Shout-out to our friend, Curbed EIC Kelsey Keith, who did an Instagram series on pregnancy in art history this week — here’s a new entry from artist and designer Alyson Fox called Vessels with Child. For Print Club Ltd., Fox created a series of pastel rubbings, hand-blown glass vessels and weavings, all of which abstract the motif of a pregnant belly to an almost unrecognizable but still poignant extent.
The Swiss textile company Zig Zag Zurich recently branched out into bedding, and this Picasso-inspired painterly set by artist Brian de Graft is definitely our favorite of the lot.
In coordination with IDS, Vancouver-based designer Riley McFerrin of Hinterland curated Vignettes, an exhibition featuring groupings of work by a who’s who of Canadian designers including Bocci, ANDlight, Ben Barber, Simon Johns, Lambert & Fils, Calen Knauf, and more.
On view until November 12 at Bortolami Gallery is a solo exhibition by Mary Obering, called “Window Series, 1973,” comprised of several small collages as well as five large-scale paintings on view for the first time since 1973, “when they were selected by her longtime friend and champion, artist Carl Andre, to be shown at the newly-formed Artists Space. The works in Window Series are composed of large stretched canvases overlaid with squares and rectangles of loose painted canvas tacked to the top stretcher bar, weighed down by gravity alone. The overlapping pieces of material create an illusion of receding space, suggestive of open window shutters.”

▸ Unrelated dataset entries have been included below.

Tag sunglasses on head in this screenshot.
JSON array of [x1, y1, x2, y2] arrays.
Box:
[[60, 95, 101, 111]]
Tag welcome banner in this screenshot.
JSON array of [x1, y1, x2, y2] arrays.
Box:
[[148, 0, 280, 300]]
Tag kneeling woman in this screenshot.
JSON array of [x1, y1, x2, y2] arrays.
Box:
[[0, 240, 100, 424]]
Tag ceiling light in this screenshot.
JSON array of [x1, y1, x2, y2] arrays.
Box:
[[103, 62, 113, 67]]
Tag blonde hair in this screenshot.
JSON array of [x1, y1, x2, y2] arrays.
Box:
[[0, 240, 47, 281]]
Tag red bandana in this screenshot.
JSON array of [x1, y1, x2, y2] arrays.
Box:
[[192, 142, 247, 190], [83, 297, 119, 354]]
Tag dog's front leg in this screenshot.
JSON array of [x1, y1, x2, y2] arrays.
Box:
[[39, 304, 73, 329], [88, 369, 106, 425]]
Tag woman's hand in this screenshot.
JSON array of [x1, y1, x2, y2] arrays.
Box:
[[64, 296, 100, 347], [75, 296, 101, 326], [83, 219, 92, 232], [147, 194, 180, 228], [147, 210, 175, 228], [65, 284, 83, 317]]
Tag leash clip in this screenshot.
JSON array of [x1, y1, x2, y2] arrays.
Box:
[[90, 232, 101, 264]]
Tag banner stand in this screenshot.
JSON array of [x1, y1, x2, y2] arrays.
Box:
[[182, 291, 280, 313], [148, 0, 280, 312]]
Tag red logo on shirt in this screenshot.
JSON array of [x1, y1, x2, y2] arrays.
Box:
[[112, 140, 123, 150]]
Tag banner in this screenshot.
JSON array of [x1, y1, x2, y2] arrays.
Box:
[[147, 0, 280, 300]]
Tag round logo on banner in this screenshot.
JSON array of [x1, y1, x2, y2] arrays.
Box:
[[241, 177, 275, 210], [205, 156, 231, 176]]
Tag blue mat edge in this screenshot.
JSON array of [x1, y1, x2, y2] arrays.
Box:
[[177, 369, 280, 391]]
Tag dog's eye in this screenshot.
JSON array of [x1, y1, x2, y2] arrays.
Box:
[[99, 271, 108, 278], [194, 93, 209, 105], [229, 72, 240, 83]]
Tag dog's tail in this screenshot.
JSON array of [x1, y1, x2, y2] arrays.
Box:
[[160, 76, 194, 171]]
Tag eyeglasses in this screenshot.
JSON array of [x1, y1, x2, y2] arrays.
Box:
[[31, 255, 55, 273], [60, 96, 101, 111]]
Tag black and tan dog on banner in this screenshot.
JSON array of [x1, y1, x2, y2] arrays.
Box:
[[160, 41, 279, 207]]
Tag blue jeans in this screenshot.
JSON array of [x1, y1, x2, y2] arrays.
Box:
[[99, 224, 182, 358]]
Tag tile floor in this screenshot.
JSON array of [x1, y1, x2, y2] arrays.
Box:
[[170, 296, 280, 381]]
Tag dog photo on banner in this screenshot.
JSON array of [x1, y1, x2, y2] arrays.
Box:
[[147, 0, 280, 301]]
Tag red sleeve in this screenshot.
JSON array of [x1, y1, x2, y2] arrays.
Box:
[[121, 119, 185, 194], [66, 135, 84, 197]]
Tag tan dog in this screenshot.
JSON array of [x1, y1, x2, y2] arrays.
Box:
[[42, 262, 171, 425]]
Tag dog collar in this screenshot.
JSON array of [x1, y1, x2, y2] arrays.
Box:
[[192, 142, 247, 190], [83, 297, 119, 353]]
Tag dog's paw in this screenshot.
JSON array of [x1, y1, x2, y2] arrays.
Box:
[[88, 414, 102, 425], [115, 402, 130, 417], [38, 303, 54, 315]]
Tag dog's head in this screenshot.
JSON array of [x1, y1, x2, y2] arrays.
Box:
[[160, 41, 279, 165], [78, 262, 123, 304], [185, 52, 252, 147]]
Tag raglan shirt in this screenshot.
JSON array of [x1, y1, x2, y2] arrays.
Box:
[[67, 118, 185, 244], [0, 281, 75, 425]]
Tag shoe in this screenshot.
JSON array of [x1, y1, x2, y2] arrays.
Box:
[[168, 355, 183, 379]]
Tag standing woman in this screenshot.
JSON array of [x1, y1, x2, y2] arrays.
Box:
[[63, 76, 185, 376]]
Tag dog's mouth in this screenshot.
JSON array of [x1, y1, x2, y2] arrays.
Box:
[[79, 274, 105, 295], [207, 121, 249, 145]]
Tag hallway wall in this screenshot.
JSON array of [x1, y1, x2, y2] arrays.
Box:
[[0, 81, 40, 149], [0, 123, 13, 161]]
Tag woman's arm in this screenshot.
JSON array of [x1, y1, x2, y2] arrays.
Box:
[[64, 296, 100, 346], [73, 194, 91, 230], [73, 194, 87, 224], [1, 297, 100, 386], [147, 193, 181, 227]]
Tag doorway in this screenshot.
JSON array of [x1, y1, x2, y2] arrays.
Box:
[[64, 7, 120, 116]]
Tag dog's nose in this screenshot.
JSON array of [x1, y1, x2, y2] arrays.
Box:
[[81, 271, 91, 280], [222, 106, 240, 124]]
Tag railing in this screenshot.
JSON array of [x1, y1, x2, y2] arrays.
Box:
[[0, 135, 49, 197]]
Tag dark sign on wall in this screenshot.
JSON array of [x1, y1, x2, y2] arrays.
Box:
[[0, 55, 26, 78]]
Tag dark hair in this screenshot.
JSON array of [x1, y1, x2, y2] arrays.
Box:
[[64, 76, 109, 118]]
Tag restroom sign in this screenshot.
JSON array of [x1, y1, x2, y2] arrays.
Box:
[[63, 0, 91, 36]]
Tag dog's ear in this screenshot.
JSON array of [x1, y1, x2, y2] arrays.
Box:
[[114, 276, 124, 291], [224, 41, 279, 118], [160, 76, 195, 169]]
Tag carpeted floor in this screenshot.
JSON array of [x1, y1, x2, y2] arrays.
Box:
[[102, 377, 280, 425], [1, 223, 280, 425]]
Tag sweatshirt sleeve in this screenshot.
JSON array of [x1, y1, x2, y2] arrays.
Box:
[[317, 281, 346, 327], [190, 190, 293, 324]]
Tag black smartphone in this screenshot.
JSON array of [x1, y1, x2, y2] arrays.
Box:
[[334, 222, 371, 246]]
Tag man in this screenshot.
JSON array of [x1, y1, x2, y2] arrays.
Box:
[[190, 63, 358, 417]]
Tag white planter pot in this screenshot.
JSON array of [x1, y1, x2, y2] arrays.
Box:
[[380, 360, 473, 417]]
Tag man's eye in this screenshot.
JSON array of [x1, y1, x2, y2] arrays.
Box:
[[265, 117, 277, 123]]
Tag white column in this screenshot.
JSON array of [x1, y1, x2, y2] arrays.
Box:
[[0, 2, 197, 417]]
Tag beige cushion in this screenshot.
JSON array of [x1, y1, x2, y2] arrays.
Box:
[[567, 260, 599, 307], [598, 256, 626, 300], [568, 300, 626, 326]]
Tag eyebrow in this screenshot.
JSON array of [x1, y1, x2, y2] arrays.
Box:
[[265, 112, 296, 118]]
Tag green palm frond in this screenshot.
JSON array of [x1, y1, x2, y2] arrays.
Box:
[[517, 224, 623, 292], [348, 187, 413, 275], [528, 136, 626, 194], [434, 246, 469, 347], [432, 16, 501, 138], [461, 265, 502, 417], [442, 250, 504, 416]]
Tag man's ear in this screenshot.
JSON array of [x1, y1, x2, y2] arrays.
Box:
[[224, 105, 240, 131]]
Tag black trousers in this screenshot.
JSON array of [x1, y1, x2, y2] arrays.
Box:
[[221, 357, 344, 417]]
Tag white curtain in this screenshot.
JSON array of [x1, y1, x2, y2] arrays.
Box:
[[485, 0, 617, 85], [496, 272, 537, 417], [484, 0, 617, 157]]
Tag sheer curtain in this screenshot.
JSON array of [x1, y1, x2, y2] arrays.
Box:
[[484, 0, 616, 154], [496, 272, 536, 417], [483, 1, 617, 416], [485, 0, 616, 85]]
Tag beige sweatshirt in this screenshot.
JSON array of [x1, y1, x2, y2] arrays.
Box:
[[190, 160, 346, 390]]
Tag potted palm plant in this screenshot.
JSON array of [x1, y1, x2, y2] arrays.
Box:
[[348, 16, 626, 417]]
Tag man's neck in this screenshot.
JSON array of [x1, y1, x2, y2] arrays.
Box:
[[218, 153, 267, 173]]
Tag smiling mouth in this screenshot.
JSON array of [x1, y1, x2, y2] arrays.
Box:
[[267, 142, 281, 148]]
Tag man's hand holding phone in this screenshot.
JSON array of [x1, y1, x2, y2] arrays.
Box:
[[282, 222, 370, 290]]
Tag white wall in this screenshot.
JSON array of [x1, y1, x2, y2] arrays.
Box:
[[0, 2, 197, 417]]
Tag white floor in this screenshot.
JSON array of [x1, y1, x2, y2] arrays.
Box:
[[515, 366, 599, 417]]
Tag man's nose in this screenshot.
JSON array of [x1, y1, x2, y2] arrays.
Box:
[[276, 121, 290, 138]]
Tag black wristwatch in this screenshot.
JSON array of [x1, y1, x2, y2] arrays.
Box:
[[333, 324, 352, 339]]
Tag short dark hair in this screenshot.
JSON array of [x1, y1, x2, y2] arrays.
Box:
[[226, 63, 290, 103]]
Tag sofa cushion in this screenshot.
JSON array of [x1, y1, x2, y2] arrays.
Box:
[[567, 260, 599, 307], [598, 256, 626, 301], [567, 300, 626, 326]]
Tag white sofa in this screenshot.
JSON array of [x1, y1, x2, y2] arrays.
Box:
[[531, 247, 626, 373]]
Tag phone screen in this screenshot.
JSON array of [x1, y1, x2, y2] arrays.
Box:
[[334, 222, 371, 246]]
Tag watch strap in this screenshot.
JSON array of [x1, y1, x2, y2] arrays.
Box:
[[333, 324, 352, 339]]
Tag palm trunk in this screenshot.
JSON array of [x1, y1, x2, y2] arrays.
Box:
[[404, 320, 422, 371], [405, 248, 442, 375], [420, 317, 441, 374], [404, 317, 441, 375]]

Fredericks & Mae continues its streak of truly inspired exhibitions with this joint celebration of work by Pat Kim and Kim Mullis of Wildbod. Both designers made some of the cutest clocks we’ve ever seen, and we also fell hard for this new series of mobiles by Pat Kim.
We won’t be attending SOFA Chicago, which happens at the end of this month, but we’ve got our eye on a few pieces from the show, including these lacquered mother-of-pearl boxes by Korean artist Seok Moon Jin for Tong-in Gallery and a vintage ’80s Carole Eisner painting from Susan Eley Fine Art.